# Bring dogs to USA and Canada



## PeelBoy (Jul 5, 2008)

I am planning to bring my two pet dogs (13 lbs. and 4 lbs) from Toronto to a TS resort in South Lee.  Does anybody have any experience how to satisfy the custom and other offical requirements of both the US and Canada governments?  Is there any web site of both sides I can read to obtain more information?

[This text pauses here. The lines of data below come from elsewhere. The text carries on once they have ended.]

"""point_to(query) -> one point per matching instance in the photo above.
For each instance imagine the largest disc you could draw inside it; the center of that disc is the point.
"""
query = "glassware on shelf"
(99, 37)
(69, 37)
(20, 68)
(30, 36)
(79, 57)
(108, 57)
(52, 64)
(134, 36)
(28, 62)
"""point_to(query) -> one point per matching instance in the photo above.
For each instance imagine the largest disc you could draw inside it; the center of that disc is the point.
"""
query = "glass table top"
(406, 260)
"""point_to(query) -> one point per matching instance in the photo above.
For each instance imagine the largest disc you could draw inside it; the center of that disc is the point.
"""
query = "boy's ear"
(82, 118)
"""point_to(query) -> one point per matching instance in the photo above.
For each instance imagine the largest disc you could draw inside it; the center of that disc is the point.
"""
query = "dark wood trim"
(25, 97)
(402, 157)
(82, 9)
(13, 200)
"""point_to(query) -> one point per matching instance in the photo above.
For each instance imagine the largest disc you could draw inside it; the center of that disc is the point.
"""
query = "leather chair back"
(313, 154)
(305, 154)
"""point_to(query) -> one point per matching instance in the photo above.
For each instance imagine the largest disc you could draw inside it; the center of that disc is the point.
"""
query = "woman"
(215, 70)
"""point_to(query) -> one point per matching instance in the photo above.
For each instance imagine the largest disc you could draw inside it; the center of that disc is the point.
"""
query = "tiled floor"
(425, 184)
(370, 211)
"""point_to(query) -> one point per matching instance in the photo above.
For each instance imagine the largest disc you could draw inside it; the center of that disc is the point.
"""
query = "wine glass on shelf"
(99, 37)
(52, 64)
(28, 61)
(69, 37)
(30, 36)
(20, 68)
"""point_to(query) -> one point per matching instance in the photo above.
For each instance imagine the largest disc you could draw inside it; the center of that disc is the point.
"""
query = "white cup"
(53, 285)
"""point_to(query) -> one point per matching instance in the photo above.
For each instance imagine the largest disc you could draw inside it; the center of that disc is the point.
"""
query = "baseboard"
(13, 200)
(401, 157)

Your input is highly appreciated.


----------



## falmouth3 (Jul 5, 2008)

A number of years ago I brought my dog across from Niagara Falls to Canada.  This was pre-9/11.  I called to see what documentation I needed and I couldn't really get a straight answer.  I brought her license and her rabies certificate.  She sat in the front seat of our pickup truck and we were amazed!  In both countries, the customs/immigration agents asked us some questions about her, such as what kind of dog is she, how old is she, and didn't ask us any questions about her "legal" status and they didn't ask us any questions about ourselves.  I'm sure things have tightened up since then. 

Have you done any searches on the internet?  In nothing else, you can get some phone numbers for the areas that you'll be crossing the borders.  Ask your questions of the agent on the phone and write up the answers and the agents names.  Or print out the pages that have the information on the internet.

Sue


----------



## Chrisky (Jul 5, 2008)

Here is the Canadian Border Services site which will help.http://www.cbsa-asfc.gc.ca/publications/pub/rc4161-eng.html#P021. It explains about getting vet certificates for each animal.


----------



## Linda74 (Aug 18, 2008)

We brought our Golden to Quebec on a few occasions and had her license and shot record but as previiously stated no one seemed to care about her.  This was, however, pre 911.


----------